Le centre bouddhique Soka de Trets, dans les Bouches-du-Rhône. [© M. Courant]

Le 11 octobre 1961, Daisaku Ikeda, alors président de la Soka Gakkai au Japon, se rend en France pour la première fois.

Dans le souci d'y établir les bases d'une compréhension correcte du bouddhisme de Nichiren, il encourage alors un petit noyau de pratiquants « pionniers », dont le Dr Yamazaki, médecin et chercheur au Collège de France.

Durant cette première visite, il note immédiatement l'affinité qui existe entre le message humaniste du bouddhisme de Nichiren et les valeurs universelles du patrimoine culturel français :

La France peut s'enorgueillir de son histoire en tant que berceau de la Déclaration des Droits de l'Homme. L'esprit de liberté, d'égalité et de fraternité qu'incarne cette déclaration est éternel. C'est lui qui détient la clé de la victoire de tout ce qui est bon et humain. Si la France reste fidèle à cet esprit, elle restera une source perpétuelle d'inspiration pour le monde entier.
Daisaku Ikeda, La Nouvelle Révolution humaine, Acep, vol. 5, p. 40.

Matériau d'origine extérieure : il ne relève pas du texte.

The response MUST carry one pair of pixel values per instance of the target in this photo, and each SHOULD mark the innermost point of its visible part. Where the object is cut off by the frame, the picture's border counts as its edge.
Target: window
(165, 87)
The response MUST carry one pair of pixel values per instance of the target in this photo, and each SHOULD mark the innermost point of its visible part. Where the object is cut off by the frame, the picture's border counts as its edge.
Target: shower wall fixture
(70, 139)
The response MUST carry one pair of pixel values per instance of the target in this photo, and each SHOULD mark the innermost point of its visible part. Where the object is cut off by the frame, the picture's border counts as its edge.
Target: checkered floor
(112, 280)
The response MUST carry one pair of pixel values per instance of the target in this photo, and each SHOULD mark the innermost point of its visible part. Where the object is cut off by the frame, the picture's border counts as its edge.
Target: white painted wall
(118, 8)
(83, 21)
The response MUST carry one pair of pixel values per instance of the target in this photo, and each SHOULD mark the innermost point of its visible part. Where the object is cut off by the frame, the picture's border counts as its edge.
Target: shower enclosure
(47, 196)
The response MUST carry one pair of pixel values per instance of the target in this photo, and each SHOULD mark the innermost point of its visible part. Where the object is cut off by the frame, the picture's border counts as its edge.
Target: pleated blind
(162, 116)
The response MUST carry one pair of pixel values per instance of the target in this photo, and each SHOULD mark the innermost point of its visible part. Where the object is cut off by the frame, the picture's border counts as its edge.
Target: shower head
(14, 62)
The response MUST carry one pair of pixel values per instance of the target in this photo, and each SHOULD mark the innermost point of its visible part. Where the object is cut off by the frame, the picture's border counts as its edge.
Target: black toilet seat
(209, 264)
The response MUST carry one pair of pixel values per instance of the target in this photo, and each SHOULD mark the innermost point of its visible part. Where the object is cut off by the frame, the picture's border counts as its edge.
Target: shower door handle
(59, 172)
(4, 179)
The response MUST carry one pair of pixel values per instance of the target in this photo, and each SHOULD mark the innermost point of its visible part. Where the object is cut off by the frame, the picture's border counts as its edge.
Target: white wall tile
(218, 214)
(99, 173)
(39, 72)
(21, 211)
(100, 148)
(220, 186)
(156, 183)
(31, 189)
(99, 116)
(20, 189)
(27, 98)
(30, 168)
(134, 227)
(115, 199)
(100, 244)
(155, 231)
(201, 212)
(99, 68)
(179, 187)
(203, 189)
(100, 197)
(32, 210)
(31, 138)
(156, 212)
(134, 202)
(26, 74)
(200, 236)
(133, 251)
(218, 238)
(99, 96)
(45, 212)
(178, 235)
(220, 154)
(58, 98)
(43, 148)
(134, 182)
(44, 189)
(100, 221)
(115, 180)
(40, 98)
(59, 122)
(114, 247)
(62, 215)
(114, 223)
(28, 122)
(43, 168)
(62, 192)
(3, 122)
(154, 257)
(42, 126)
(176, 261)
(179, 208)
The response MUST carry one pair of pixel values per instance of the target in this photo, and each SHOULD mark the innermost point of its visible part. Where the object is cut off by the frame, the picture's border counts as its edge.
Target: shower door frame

En janvier 1963, le Dr Yamazaki devient responsable du mouvement Soka en France et en Europe. Et au cours des années suivantes, l'intérêt pour le bouddhisme de Nichiren va croissant au sein de la population française. Les premières activités cultuelles et culturelles voient ainsi le jour.

Le premier centre bouddhiste est installé à Neuilly (Hauts-de-Seine) en 1965, puis est transféré à Sceaux en 1969. En 1975, un centre bouddhiste européen est construit à Trets (Bouches-du-Rhône), au pied de la montagne Sainte-Victoire. Des centres cultuels locaux sont ensuite inaugurés à Chartrettes (Seine-et-Marne) en 1991, puis à Nantes (Loire-Atlantique) en 1993.

Le mouvement bouddhiste Soka regroupe aujourd'hui environ 20 000 pratiquants en France.

Eiichi Yamazaki, pionnier du mouvement Soka en France et en Europe. Tout dépend de la détermination d’une seule personne. C’est avec cet état d’esprit qu’Eiichi Yamazaki a oeuvré inlassablement pour kosen rufu, des années 1960 jusqu’à l’an 2000, où il nous a quitté.